The Coffee Table-Movie Review -Unsettling, Nightmare Causing Horror--Not For Your Average Horror Fan-On DVD & VOD May 14, 2024

Original title: La mesita del comedor

Directed by Caye Casas
Written by: Cristina Borobia, Caye Casas
Starring: David Pareja, Estefanía de los Santos, Josep Riera, Claudia Riera, Eduardo Antuña
Spain I 2022 I Horror, Comedy I 90 minutes

This review has taken a considerable amount of time for me to finish. 

#1 I don't want to write any spoilers.       #2 It's been hard to get my mind back into the film.

I have been watching horror movies since I can remember, some of my earliest scares--like many kids of any generation would have to be the Wicked Witch & her flying monkeys from The Wizard of Oz. Others would be ghost stories I read or my older brothers telling me. Speaking of which, our father took us to see Jaws, I was 9 then.   

Not having access like we do now, where one can go online and check to make sure it's suitable for younger kids, we got in the car and headed to the theater. I had nightmares for days, possibly longer, because of one particular scene. When Richard Dreyfus has gone in the water and is looking at the wrecked ship at the bottom of the ocean a head pops out of an opening where the shark attacked the boat and one of its teeth broke off and remained in the opening. This would lead me to more movies and books as I grew up, wanting to explore that darker side of the brain. 

Maniac(1980) and The Human Centipede & France's Martyrs, not the North American remake, are very disturbing films, none of which I desire to visit again. 

That same feeling is shared with The Coffee Table, one of the most disturbing and unsettling movies I have ever seen, which took me two nights to finish. It's not because of the length, which is only 90 mins, it's because of what happens in the film.

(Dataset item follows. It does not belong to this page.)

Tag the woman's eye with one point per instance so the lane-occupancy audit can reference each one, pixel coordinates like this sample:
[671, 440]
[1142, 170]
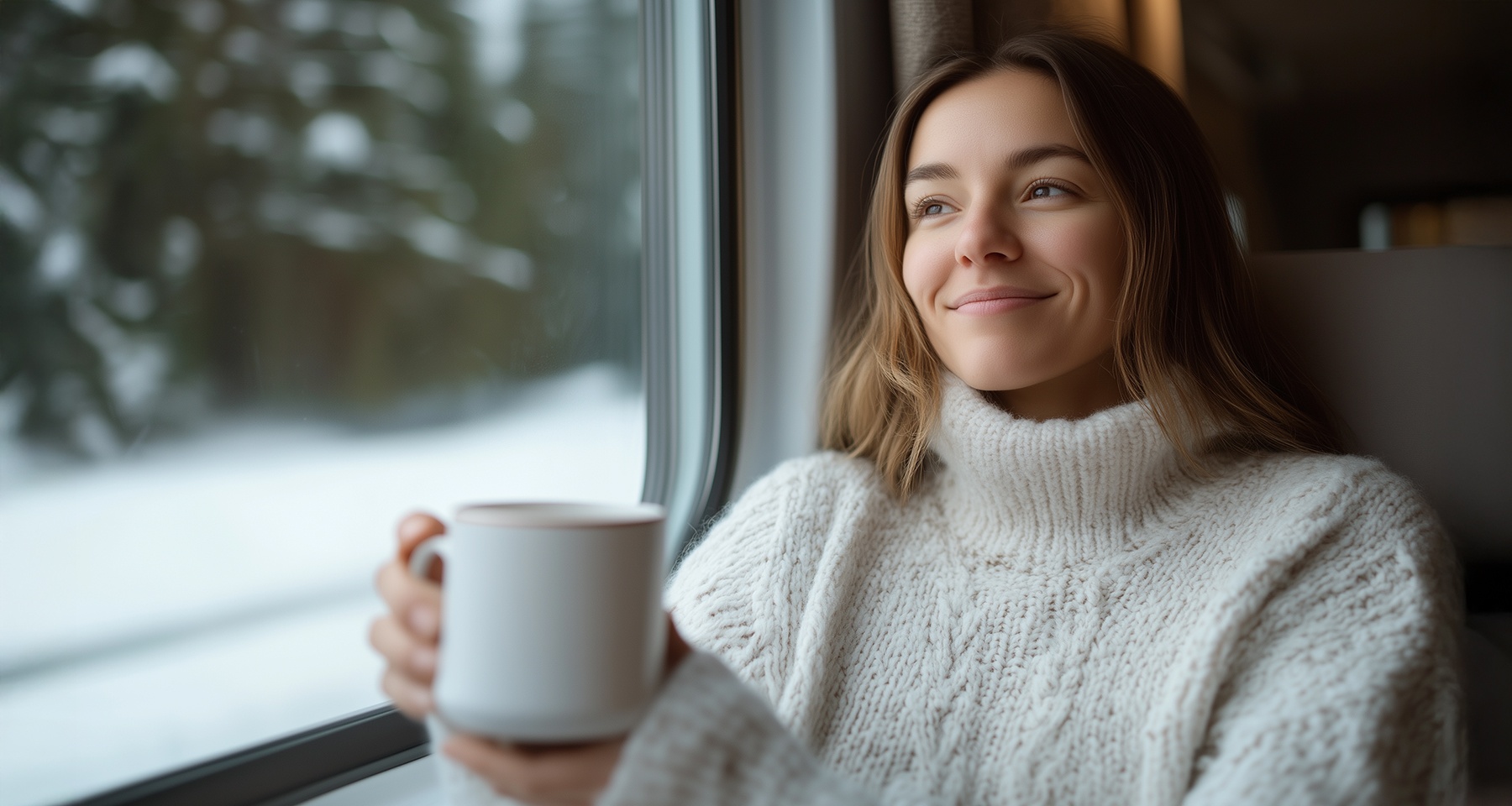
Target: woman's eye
[930, 207]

The film starts out innocently enough, a young couple is having a look at furniture and we join them as they are discussing 'The Coffee Table', an argument starts over what the look of the table is, Jesús(David Pareja) thinks it's a great looking table, while his wife, Maria(Estefanía de los Santos), thinks the exact opposite and thinks it's very ugly and doesn't want it in the house. The lighting is very interesting in this scene as initially the light is mostly focused on the salesman but as the couple's argument goes on it focuses more on them but yet a singular light is on the sales floor around the three.

Maria(Estefanía de los Santos-above) tells the salesman that he is a poor salesman for trying to sell them such an ugly table and asks if he would keep it in his home.


Next, we see Jesús pushing, lifting, and tugging the unassembled table in a box, up many flights of stairs. He gets the bottom portion of the table assembled and goes to put the glass on top and realizes that there is a screw missing, yes he forgot to check before he started, lol.
Maria is overjoyed and in hysterics with laughter seeing this wonderful table that her husband demanded they get from the overly pushy salesman, has already begun to not be in his favor and even ridicules him. She has quite a sinister laugh.

She leaves Jesús with the table and their new son to his newfound love, The Coffee Table, before she exits she has another laugh at him. What happens next I will not ruin it for those of you who want to see it, but it is the point of the movie where I put it on pause until the following day.

Maria is going to the store to get a few groceries and a bottle of wine because Jesús's brother is coming with his new girlfriend who is quite younger than him. 

If that wasn't enough a young girl of 13 years, Ruth, has a crush on Jesús & even asks him when he is going to tell his wife about them. Harmless and cute at first, but she becomes adamant that they have an affair going on, which is another added stressful situation for the character of Jesús & kind of an alarming addition to an already unsettling movie.

Gala Flores-above as Ruth

All of this and what happened earlier in the film has an effect on the viewer, even someone like myself who has seen a lot of movies in my lifetime. The road that I went down with this movie came with a warning from the previous reviews and blurbs on the movie poster, but down that road I went even with all the warning signs. I was asked if I would like to review it, it definitely disturbed me and I am sure that is what the film intended to do.
This film gave me a very disturbing nightmare.
Viewers be warned!
I will say that David Pareja who plays Jesús, has one of the best poker faces in cinema, considering all that has and is happening around him.